When you give yourself permission to be you, to have boundaries, and to share them freely so others can choose to respect them (or not), you’re also giving others permission to do the same.

This week, I share what I’ve learned about codependency - in Jessica Geist’s Worth to Wealth program last year, we talked briefly about this. Codependency is a topic I have been curious about.

In all of my relationships with significant others, you could usually find me following my boyfriend around, glued to them, always a few steps behind, like a little shadow. I thought whatever they thought or told me to think, I did whatever they told me to do, I ate whatever they told me to eat, all because I wanted to please them, or make them happy, or think I was a great girlfriend. 

When I was reading Joyce Maynard’s memoir, “At Home in the World” last month, I felt like I related to so much of it. At age 18, she was in a live-in relationship with the then 53-yr-old writer, J.D. Salinger. She talked about how she believed, felt, ate, spoke, wrote, did, acted only in ways that he approved of. It became a way of life for her, and it affected her for a very long time.

I was also reading Melody Beattie’s book, “Codependent No More” at the same time, so I could see in Joyce’s patterns as well as my own how very codependent we were. We attached our own significance, self worth, and happiness to another person, which effectively allowed that other person to erase who we truly are and shape up into who we thought they wanted us to be.

With such strong nudges from the Universe, I decided to turn this topic into a podcast episode.

What is codependency? 

Before I go any further, let me explain what codependency is. As always, take all of these definitions with a grain of salt and make your own decisions about what you’d like to believe or not believe. 

There are two definitions from Melody Beattie’s book that resonated with me. 

The first one is by Robert Subby in his book “Co-Dependency, An Emerging Issue”: “An emotional, psychological, and behavioral condition that develops as a result of an individual’s prolonged exposure to, and practice of, a set of oppressive rules - rules which prevent the open expression of feeling as well as the direct discussion of personal and interpersonal problems.” 

The second one is by Beattie herself: “A codependent person is one who has let another person’s behavior affect him or her, and who is obsessed with controlling that person’s behavior.” 
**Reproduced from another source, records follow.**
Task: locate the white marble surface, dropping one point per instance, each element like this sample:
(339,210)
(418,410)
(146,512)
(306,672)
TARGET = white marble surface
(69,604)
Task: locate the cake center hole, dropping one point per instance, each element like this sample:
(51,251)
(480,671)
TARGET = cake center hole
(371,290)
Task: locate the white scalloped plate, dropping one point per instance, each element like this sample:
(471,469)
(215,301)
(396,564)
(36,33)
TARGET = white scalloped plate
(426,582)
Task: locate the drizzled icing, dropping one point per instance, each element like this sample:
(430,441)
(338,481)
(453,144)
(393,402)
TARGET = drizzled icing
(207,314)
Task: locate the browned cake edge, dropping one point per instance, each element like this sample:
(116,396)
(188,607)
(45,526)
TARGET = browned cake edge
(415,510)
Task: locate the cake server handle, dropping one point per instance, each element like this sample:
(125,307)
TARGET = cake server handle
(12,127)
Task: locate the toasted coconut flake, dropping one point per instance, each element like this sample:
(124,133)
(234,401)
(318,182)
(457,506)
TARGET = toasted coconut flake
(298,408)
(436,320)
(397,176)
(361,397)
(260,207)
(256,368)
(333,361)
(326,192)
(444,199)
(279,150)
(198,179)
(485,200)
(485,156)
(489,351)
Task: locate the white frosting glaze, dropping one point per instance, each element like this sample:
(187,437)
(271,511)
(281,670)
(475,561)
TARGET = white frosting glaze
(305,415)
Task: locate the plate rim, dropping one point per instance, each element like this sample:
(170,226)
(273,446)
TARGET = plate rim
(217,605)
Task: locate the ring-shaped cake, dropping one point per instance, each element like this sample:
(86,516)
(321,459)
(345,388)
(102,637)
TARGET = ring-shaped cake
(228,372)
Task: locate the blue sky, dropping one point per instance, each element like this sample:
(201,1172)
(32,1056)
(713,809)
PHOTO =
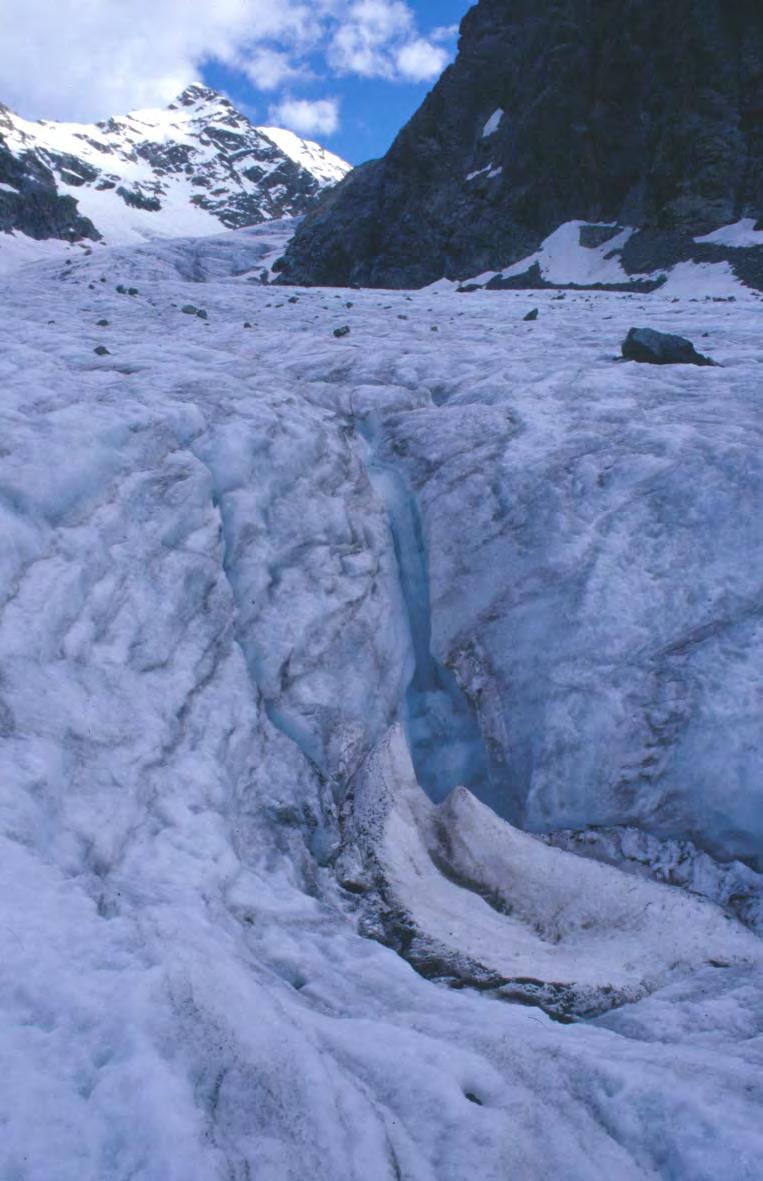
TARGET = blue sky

I don’t believe it is an objectively good or bad thing to be codependent. Just as there are no good or bad, positive or negative thoughts.
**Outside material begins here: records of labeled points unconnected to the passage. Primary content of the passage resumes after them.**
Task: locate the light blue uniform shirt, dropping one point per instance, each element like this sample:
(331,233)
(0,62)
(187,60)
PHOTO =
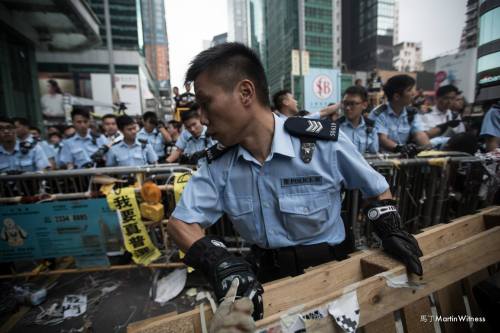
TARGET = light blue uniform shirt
(138,154)
(491,122)
(363,141)
(190,145)
(283,202)
(33,160)
(77,150)
(155,139)
(397,128)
It’s just a piece of life experience that you go through. Because if you think of it as a bad thing, there’s all this shame and guilt that comes up and that doesn’t help anyone. 🙂 


Codependency is a spectrum 

And it’s not a black and white thing. It’s not like you’re either co-dependent or you’re completely independent. 

I think everyone to some degree is codependent. Everyone falls along that line somewhere. 

The only reason why we might get concerned is when our happiness is being controlled by someone else.

Are we allowing our happiness to be dependent on someone else’s happiness (“I do everything that I can, clean the house, cook the meals, take care of the kids, in order to keep my husband happy so he doesn’t get mean or distant when I talk to him”)?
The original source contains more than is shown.